Contraband
Mark Wahlberg brings the minimum amount of personality and charisma needed to portray Chris Farraday, a low-key family man with a wife (Kate Beckinsale), two kids, his own business, and a secret past as a criminal smuggler who was famous for being able to pull off just about any job. When he got married, he decided to get out of the business and go straight, but as Hollywood has told us time and time again, the past has a way of catching up with you. In Chris' case, his young brother-in-law, Andy (Caleb Landry Jones), is responsible for forcing him back into a life of crime. As the film opens, Andy is forced to dump a load of drugs that he was transporting for a local dealer named Tim Briggs (an over the top Giovanni Ribisi). When Tim finds out about this, he stages an accident that lands Andy in the hospital. It doesn't take long before Tim starts making threats to Chris, demanding that he gets his money from the failed shipment, or else he'll start going after Chris and his family. With no choice but to get back into the smuggling business he thought he'd left behind, Chris teams up with his best friend Sebastian (Ben Foster), and gets the old crew back together in order to pull off one last job.

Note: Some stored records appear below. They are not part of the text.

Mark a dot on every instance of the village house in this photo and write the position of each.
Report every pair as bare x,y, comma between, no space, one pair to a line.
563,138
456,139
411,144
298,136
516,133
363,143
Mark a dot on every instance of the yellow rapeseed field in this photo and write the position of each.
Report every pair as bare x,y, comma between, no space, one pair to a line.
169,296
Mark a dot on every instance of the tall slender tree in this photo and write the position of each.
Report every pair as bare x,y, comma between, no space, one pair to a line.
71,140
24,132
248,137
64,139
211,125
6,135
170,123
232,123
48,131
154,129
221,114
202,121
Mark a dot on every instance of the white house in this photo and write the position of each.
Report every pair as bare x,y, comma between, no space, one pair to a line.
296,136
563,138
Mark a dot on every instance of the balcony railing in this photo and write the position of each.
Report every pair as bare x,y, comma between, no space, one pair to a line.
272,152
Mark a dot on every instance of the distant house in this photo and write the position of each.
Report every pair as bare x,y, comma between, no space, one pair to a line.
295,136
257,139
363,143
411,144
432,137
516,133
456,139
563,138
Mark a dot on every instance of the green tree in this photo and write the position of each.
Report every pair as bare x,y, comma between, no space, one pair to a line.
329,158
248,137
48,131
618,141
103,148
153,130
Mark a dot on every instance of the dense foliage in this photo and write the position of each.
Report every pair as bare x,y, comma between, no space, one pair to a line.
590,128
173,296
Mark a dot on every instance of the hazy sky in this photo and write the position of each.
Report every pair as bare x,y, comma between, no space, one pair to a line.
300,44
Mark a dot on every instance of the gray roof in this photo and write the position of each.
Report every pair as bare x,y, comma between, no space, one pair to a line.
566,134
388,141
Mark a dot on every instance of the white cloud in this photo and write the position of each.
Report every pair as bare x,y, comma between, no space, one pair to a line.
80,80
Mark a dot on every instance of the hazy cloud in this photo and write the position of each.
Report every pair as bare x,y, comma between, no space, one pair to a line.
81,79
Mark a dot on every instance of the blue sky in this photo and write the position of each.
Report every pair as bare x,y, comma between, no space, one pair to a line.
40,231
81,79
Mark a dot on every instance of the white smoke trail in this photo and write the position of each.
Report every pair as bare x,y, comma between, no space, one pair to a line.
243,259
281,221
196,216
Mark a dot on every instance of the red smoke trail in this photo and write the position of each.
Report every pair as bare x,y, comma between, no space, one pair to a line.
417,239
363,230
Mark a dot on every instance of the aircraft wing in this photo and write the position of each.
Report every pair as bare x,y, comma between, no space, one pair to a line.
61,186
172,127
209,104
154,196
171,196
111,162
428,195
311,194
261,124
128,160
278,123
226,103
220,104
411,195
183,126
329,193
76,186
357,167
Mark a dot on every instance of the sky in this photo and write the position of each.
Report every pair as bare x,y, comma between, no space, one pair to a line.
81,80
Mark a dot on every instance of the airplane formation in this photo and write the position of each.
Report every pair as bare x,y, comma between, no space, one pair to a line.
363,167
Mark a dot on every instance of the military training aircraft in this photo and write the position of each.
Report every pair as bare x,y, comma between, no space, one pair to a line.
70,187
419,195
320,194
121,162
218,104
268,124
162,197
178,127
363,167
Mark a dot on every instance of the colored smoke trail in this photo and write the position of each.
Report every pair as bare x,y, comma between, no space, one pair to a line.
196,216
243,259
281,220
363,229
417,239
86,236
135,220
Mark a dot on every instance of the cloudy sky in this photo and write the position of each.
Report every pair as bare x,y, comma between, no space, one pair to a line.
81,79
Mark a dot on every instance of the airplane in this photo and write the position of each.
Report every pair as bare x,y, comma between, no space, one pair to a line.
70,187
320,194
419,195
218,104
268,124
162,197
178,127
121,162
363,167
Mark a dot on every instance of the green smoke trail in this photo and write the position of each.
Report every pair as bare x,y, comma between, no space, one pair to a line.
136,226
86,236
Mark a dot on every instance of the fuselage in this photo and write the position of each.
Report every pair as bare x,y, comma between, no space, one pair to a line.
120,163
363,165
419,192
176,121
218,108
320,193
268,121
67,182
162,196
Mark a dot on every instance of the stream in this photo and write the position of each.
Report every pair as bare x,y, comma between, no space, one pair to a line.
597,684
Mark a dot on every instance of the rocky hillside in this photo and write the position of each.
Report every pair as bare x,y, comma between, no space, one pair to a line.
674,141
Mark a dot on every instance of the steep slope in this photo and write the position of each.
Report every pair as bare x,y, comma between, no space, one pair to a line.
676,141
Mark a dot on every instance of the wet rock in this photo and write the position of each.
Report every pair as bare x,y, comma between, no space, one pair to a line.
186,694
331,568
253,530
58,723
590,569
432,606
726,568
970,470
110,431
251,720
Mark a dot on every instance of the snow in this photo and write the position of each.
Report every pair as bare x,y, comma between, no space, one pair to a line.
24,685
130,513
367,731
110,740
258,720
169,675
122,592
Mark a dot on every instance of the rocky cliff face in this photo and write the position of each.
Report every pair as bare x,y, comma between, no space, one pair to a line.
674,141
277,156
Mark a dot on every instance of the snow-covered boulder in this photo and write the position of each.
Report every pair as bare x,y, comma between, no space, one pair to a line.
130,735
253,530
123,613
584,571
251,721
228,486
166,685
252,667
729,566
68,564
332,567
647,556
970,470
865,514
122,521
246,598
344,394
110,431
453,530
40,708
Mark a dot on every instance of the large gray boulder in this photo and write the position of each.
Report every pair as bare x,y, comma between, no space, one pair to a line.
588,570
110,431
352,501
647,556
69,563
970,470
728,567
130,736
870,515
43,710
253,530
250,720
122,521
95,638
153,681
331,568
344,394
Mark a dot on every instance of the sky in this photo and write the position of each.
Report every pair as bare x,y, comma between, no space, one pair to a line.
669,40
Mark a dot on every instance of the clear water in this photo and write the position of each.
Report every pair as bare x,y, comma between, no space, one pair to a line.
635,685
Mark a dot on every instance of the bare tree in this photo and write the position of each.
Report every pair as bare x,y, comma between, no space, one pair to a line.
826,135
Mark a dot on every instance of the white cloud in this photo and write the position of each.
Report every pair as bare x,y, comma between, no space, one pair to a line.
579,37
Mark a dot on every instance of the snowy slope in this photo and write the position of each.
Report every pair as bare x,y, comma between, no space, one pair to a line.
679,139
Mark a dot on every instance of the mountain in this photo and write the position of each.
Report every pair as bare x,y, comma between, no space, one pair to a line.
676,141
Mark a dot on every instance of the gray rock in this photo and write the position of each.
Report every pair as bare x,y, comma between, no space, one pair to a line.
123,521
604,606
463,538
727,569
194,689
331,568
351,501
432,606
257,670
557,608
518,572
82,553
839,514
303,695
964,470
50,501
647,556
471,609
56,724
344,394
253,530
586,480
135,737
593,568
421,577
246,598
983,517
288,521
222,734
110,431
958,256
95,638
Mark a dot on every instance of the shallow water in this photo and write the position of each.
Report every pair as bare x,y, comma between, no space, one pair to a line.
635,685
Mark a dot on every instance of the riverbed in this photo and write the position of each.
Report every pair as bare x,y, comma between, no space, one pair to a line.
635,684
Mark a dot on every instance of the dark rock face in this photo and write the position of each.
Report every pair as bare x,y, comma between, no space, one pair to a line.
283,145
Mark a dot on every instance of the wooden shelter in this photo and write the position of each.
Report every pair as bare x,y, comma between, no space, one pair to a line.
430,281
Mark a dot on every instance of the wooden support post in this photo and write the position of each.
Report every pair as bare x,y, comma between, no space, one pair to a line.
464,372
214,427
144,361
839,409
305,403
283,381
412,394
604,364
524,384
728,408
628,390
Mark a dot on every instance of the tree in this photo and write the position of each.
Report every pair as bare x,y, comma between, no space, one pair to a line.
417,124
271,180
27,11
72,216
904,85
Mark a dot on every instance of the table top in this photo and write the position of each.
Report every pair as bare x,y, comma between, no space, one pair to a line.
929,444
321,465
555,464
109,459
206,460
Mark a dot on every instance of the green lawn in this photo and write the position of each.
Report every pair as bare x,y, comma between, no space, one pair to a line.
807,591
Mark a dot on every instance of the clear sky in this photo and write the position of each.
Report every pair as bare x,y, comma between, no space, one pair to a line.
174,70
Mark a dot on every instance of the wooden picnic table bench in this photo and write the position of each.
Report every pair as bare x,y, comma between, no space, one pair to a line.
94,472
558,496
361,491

Contraband is made up of a non-stop series of close calls where Chris just nearly gets caught, shootouts, double crosses, betrayals, and male bonding over counterfeit money. To its credit, the movie seldom slows down, and we are at least interested in what's going on. But, we'd be even more interested if we cared more about the characters, which we don't. We never learn enough about Chris (either as a master smuggler, or a reformed family man) to make him a hero we can truly get behind. Wahlberg is fine enough in the role, but we get the sense he knows his character is more or less a cipher, and he's not really giving it his all. At least he fares better than Kate Beckinsale, whose role basically consists of her sitting and staring at her kids fretfully over and over. And just when the film's third act makes it seem like she's going to get involved in the action, the screenplay goes and basically makes her a plot device.
This is one of those movies that's made well enough, but not enough to be memorable. Nobody goes the extra mile, and nothing really grabs us like it should - Not the plot, not the violence, and certainly not the numerous narrow close calls where Chris is almost caught, which are obviously supposed to be suspenseful, but oddly never build like they should. I think this movie would have benefited greatly from more familiarity amongst its characters. When Chris reunites with his old crew members, we never quite get the sense of closeness or comradeship that we expect. The movie oddly keeps Chris apart from his team as much as possible, so we never get a sense of what they mean to each other, or their pasts. And when the plot reveals a double cross, we react with indifference, as the character in question never really had a chance to grow on us. We understand why Chris feels the way he does about the betrayal, but we're not that surprised or involved.
If Contraband works in any way, it's only because the movie has been made with a certain degree of skill. Not enough to make it worth watching, but certainly enough to make it not seem like a waste of time. The film's director is Baltasar Kormakur, who was the lead actor of the original film. He gives us what we expect in a light crime thriller like this - The action flows smoothly, the story never drags or gets bogged down in pointless exposition, and we never become lost amongst the increasingly complex and convoluted plot. He has these basics down pat. Now he just needs to find a way to make us care about the characters inhabiting his plot. This is where he's on less stable ground. I would love to see what he could do with a stronger script. He shows signs that he knows what he's doing here. He's just got to find that project that lets him knock it out of the park.